Home-Software Development-Evaluating Java Virtual Threads: Performance and Practical Insights
Java Virtual Threads

Evaluating Java Virtual Threads: Performance and Practical Insights

Virtual threads were introduced in JDK 19, improved in JDK 20, and finalized in JDK 21, as outlined in JEP 444. Historically, Java applications used a “thread-per-request” model, each request handled by a dedicated OS thread. However, OS threads are memory-intensive and can cause scaling issues.

Advantages of Virtual Threads

Virtual threads maintain the simplicity of the thread-per-request model but with less resource usage. Initially created as lightweight Java heap objects, they only use OS threads when necessary, allowing millions of threads to run efficiently in a single JVM. This many-to-one relationship between virtual threads and OS threads optimizes system resources.
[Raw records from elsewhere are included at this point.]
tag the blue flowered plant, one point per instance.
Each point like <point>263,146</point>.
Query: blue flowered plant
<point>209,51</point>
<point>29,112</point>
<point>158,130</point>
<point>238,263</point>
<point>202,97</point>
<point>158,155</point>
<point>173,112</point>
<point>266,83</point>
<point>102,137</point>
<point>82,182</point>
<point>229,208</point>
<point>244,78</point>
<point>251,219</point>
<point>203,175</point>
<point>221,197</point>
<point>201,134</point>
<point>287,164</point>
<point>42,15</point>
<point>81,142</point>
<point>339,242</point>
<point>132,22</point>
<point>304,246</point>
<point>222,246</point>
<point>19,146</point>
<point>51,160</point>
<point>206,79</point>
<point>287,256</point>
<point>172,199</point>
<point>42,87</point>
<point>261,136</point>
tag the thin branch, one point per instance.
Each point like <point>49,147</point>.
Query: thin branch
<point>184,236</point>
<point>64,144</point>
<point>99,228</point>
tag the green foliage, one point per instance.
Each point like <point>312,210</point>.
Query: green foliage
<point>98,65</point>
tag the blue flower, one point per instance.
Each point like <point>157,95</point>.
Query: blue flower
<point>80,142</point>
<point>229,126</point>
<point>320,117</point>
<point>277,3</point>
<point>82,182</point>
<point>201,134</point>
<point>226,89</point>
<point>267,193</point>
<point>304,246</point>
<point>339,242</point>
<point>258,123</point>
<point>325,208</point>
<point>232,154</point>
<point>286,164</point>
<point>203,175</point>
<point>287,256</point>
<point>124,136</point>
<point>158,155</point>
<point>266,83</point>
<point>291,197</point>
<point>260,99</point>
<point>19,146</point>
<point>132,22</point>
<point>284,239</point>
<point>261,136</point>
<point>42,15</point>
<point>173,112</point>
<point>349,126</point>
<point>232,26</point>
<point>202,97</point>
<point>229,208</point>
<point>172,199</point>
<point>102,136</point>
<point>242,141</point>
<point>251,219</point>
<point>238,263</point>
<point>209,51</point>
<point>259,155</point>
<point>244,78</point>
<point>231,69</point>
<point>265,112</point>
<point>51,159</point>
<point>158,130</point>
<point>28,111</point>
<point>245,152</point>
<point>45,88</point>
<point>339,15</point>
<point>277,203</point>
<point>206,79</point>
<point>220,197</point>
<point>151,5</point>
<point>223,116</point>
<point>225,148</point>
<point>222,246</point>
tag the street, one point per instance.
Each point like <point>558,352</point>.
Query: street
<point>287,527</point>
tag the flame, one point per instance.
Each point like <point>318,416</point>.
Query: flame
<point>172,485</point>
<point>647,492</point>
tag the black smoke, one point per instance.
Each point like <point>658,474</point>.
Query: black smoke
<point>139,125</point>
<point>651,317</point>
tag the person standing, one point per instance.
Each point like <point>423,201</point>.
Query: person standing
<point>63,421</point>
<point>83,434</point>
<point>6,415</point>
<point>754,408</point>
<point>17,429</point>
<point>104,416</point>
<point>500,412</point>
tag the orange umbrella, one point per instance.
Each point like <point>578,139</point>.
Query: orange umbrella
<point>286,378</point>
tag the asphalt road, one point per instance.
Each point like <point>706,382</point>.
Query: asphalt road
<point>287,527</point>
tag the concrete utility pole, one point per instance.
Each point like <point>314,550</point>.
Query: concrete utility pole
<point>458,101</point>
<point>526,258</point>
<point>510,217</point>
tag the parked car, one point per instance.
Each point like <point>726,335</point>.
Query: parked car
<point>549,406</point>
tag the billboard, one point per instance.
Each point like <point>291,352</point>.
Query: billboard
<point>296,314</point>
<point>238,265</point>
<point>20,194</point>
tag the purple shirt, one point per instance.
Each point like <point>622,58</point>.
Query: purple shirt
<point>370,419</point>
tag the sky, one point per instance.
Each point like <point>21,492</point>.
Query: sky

Open Liberty’s Autonomic Thread Pool

Open Liberty employs a shared thread pool to reduce the costs associated with OS threads. The Liberty thread pool adapts autonomically, optimizing the number of threads without requiring extensive tuning. This approach ensures efficient CPU resource utilization, especially in containerized environments with limited CPU allocations.

Java virtual threads and Open Liberty’s adaptive thread pool together enhance scalability and performance for Java applications, ensuring efficient resource utilization and simplified thread management.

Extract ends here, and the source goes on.